Омельяшко схватил меня за рукав куртки: профессионально, так что трудно было мне крутануться и вырваться.
– Куда это – «пошли»? Куда это ты там – «пошли»?! Пошли, да?! Ну, пошли! – и Омельяшко все крепче притягивал меня, наворачивая мои рукава на пальцы, соединяющиеся в кулаки. Лицо Омельяшки было направлено несколько вверх и в сторону от моего лба, но, словно наводясь радаром, он постепенно обнаруживал черными кругами мои глаза.
– Ты что, сосед? Я тебя хотел на скамейку проводить…
– На скамейку? На скамейку, да?! На скамейку, блядь, проводить, а?! Я к тебе обращался? Я к тебе обращался, холоп …ев?! Пристаешь к гражданам. Пьяный, да?! Нападение на сотрудников!

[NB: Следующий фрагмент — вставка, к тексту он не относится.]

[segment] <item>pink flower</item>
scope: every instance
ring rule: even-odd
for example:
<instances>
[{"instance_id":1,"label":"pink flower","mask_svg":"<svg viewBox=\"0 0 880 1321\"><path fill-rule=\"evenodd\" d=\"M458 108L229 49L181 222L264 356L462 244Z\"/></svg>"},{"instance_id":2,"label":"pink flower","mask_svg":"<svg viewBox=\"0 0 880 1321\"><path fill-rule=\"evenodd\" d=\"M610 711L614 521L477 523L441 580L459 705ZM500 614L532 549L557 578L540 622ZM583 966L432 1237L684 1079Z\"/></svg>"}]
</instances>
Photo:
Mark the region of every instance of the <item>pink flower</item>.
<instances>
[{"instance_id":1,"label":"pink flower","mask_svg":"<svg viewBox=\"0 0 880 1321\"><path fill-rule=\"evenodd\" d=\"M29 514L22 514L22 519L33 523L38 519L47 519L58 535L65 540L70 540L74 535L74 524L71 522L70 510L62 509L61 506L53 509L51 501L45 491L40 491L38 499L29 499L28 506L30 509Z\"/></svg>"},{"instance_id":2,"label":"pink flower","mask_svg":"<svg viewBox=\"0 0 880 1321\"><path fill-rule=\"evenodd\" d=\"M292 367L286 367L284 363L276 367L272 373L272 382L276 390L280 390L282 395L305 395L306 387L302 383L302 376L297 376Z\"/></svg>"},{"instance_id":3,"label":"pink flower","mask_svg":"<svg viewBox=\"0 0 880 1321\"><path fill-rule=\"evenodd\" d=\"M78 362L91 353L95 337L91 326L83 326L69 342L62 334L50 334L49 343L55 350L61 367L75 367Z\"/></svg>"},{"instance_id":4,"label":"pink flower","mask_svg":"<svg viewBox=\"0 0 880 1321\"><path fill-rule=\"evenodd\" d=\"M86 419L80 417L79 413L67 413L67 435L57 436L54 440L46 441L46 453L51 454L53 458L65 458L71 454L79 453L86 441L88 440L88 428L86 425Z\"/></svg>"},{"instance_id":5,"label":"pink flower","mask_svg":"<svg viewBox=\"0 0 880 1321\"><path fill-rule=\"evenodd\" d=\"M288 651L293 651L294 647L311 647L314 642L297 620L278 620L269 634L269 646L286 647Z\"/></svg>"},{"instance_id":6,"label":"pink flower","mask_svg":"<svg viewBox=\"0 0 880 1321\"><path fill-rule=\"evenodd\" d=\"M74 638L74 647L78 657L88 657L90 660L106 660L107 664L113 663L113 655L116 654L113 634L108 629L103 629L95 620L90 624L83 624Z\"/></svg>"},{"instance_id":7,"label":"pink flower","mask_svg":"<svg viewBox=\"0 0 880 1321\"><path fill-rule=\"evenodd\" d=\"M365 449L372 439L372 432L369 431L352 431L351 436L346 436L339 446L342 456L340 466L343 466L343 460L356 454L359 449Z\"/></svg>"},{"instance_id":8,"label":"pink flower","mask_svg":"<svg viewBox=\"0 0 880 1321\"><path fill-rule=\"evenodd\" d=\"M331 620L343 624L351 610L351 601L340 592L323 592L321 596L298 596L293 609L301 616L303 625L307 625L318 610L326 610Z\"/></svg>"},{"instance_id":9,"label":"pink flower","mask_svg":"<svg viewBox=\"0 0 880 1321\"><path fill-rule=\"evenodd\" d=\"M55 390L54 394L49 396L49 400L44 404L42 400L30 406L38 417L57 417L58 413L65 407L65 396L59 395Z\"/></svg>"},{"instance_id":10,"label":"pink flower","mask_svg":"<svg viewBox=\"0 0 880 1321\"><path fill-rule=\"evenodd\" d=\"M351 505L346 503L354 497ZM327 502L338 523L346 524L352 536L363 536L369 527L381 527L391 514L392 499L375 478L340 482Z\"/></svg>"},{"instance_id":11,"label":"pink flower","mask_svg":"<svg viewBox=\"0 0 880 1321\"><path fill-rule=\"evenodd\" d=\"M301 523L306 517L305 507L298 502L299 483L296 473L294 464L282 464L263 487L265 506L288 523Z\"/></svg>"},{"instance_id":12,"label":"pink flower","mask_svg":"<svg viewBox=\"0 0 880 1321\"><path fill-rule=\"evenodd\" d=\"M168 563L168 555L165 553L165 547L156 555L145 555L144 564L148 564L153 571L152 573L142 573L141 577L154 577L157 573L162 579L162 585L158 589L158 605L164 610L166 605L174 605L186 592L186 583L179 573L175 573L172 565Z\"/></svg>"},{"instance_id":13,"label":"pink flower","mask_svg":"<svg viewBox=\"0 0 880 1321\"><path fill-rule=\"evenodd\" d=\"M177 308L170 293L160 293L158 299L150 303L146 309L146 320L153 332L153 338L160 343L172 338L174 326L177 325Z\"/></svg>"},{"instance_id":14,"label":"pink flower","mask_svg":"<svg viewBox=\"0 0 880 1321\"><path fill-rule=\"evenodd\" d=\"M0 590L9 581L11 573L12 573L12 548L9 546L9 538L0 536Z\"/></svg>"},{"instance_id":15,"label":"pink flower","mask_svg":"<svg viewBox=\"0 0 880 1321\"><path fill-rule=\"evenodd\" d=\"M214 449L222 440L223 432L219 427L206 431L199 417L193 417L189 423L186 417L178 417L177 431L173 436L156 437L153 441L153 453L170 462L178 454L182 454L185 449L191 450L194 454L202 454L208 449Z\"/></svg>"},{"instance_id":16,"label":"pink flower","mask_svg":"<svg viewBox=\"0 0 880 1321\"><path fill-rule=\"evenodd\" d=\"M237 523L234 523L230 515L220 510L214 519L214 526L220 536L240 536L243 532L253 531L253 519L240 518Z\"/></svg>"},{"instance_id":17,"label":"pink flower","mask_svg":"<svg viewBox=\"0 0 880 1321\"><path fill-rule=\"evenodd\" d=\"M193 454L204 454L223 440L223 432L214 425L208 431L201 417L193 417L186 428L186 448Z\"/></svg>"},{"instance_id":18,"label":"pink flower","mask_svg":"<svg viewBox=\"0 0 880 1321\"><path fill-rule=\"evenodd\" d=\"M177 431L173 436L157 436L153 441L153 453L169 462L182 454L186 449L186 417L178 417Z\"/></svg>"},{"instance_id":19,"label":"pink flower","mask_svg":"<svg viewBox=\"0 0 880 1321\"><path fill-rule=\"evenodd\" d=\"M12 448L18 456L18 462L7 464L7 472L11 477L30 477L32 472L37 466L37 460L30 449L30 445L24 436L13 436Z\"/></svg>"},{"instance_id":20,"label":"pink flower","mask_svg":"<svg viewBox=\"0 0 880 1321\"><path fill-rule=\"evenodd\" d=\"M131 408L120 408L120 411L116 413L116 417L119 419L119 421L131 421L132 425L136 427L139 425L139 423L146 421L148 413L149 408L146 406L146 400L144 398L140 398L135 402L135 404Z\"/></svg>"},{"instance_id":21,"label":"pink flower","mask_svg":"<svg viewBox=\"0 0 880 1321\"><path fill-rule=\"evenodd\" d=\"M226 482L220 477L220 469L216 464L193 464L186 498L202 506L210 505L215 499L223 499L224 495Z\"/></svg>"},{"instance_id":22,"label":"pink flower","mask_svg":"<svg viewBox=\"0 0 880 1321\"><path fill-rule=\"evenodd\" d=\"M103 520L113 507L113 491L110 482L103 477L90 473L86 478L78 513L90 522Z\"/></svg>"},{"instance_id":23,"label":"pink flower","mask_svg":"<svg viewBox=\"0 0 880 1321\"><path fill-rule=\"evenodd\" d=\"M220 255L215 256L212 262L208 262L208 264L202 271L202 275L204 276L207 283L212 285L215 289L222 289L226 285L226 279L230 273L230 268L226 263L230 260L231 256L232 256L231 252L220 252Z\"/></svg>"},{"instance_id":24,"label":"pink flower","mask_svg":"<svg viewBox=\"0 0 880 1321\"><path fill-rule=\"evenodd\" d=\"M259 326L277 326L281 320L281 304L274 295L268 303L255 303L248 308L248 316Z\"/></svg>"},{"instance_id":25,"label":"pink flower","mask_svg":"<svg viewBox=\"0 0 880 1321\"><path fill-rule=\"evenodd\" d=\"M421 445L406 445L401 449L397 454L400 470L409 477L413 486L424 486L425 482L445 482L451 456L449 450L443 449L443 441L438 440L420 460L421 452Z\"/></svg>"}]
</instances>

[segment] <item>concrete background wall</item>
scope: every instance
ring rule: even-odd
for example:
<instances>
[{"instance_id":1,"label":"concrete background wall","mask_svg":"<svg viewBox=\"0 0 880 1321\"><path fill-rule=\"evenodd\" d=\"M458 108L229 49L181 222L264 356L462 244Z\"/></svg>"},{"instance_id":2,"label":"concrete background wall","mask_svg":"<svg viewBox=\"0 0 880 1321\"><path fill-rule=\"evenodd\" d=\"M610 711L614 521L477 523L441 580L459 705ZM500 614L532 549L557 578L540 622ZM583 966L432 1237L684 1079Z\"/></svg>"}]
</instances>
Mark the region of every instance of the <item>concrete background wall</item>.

Изо всех сил я откачнулся, высвобождаясь от умелого прихвата Омельяшки, – притом стараясь не толкнуть его, не подзадеть, чтобы претензии Омельяшки получились необоснованными . Его руки соскользнули, упустив жесткую и гладкую материю куртки, – и верно задержались на брючном ремне. Я ударил Омельяшку в грудь тычком, отлепился – и бросился бежать; бег мой замедляла безнадежность – поймают и опознают. Выскочив из переулка, я застопорил – поводя головою, прикидывая: куда? Вспомнил, что Омельяшко – слепой.
Обогнув наш небольшой бело-щербатый домик, я затаился за его торцом.
Омельяшко сидел на скамейке под каштанами. Рядом сидела его жена – недвижимо. Солнечный прокол чрез листву обозначил на плече Омельяшки яркий рубец. Стараясь не ступить на трескучие старые щепки, приметенные к стене дома, я двинулся в сторону подъезда.
Я был опрокинут в раскаленную колокольную пустоту боязни – той самой боязни, от которой гадят в штаны.